Çocuklara sorumluluk verme meselesi de önemli bir konu. Kör olduğumuz için çamaşırları ona ayırtmak gibi sorumluluklar, çocuğumuza akranlarından fazla ve yaşına uymayan bir sorumluluk yüklemiş olur. Ancak “Ben görmediğim için bazı şeyleri yapamıyorum. Çocuk zaten bazı şeylerden mahrum kalıyor veya eksik hissediyor” düşüncesiyle çocuğa hiçbir sorumluluk vermemek veya her istediğini yapmak da doğru olmaz.
Çocuğumuza evinde kendini rahat ve kabul edilmiş hissettirmek de önemli. Arkadaşlarını eve çağırabilmesi için ortam sağladığınızda, onun arkadaşlarını tanımak için bir fırsatınız da olur. Fakat sürekli çocuğunuzu ve arkadaşlarını eleştirirseniz veya küçümserseniz, özellikle ergenlikte çocuğunuzu o beğenmediğiniz arkadaşlarının kollarına daha çok itmiş olursunuz. Çocuklar ergenlikle birlikte kim olduklarını bulma arayışına girerler. Risk almayı severler. Beyinlerinin duyguları kontrol eden bölgeleri, uzun dönem plânlama ve risk analizi gibi işlevleri yerine getiren kısmı da birkaç yıl önce geliştiği için duygularını kontrol etmekte zorlanabilirler.
Çocuğunuzun bir dönemde “Keşke sen görseydin” demesi çok muhtemel. Buna hazırlıklı olun. Bu çok normal bir davranış. Görüyor olsaydınız, çocuğunuz bu sefer de başka şeyler için keşkeli cümleler kurabilirdi. Ayrıca arkadaşlarının ebeveynleri gibi olmanızı istemesi de normal bir çocuk davranışı. Burada sizin körlüğü ve kör bir birey olarak kendinizi nasıl gördüğünüz, vereceğiniz cevabı ve çocuğunuzun algısını şekillendiren temel faktör olacaktır.

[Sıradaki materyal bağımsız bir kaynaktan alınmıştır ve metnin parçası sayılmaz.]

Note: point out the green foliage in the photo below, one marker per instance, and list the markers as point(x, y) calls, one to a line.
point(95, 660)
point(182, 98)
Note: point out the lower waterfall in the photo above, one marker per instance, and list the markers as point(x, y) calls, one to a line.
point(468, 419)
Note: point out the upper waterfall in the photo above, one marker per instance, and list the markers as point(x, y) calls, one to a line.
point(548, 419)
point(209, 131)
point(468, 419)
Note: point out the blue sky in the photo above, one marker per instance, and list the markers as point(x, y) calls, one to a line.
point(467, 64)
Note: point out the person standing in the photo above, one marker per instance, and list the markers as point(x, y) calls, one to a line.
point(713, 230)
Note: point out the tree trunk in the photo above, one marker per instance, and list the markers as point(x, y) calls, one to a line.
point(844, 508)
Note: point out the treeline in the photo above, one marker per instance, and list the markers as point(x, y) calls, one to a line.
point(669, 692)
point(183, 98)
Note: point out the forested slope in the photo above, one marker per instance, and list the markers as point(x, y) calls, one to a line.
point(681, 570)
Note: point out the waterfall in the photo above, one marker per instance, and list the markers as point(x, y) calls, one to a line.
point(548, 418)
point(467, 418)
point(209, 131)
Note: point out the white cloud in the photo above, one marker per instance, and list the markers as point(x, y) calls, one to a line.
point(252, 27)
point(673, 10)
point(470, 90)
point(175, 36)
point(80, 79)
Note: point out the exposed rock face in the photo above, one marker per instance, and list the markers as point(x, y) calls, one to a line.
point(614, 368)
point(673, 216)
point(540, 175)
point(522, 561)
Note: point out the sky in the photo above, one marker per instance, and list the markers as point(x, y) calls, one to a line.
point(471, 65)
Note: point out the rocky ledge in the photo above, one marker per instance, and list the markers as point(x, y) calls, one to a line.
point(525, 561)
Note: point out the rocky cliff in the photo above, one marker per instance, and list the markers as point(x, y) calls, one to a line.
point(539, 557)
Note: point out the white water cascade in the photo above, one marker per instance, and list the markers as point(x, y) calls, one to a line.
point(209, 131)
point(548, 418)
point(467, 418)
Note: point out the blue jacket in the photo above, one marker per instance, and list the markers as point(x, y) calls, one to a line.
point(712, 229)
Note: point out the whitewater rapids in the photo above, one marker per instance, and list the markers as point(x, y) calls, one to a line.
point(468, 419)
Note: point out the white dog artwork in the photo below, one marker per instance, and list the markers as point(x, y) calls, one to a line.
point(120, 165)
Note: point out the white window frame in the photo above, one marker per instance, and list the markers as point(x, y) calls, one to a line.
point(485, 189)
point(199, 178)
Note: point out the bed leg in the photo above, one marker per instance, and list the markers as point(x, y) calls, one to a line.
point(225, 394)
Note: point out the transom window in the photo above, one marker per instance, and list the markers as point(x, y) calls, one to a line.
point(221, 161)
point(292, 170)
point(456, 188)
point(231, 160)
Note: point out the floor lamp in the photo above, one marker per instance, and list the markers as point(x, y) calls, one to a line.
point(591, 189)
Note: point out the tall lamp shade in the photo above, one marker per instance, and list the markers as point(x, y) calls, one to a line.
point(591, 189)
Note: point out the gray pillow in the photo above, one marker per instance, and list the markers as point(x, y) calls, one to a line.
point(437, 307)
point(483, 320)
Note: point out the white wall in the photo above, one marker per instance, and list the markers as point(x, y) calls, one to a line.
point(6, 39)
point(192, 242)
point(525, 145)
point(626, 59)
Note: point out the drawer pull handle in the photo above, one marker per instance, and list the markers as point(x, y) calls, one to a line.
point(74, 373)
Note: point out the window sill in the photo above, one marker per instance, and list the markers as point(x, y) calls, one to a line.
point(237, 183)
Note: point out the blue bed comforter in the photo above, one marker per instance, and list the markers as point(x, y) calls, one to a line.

Çocuk yetiştirmenin her dönemine ilişkin farklı zorluklar var. Körlük işin içine girince bazı döneme özgü ebeveynlik sorumluluklarının nasıl yerine getirilebileceğini bilmiyor olabiliriz. İnanın çocuk yetiştirmek her ebeveyni zaman zaman zorlayan ve çok uzun yıllara yayılan bir görev. Bu yüzden, tüm ebeveynlerin kesiştiği bazı noktalar var. Deneyim paylaşımı bu noktada devreye girebilir. Kör ebeveynlerle körcül yöntemlere ilişkin paylaşımlar ve tüm ebeveynlerle yapılabilecek dönemin genel sorunlarına ilişkin paylaşımlar bize yol gösterebilir. Ebeveynlik emek ister, öyle gökten inen becerilerle bir anda anne baba olunmaz. Her zaman emek ve zaman ayırmalı, kendimizi bu konuda geliştirmeye çalışmalıyız. Çocuklarımız bizim en kıymetlilerimiz.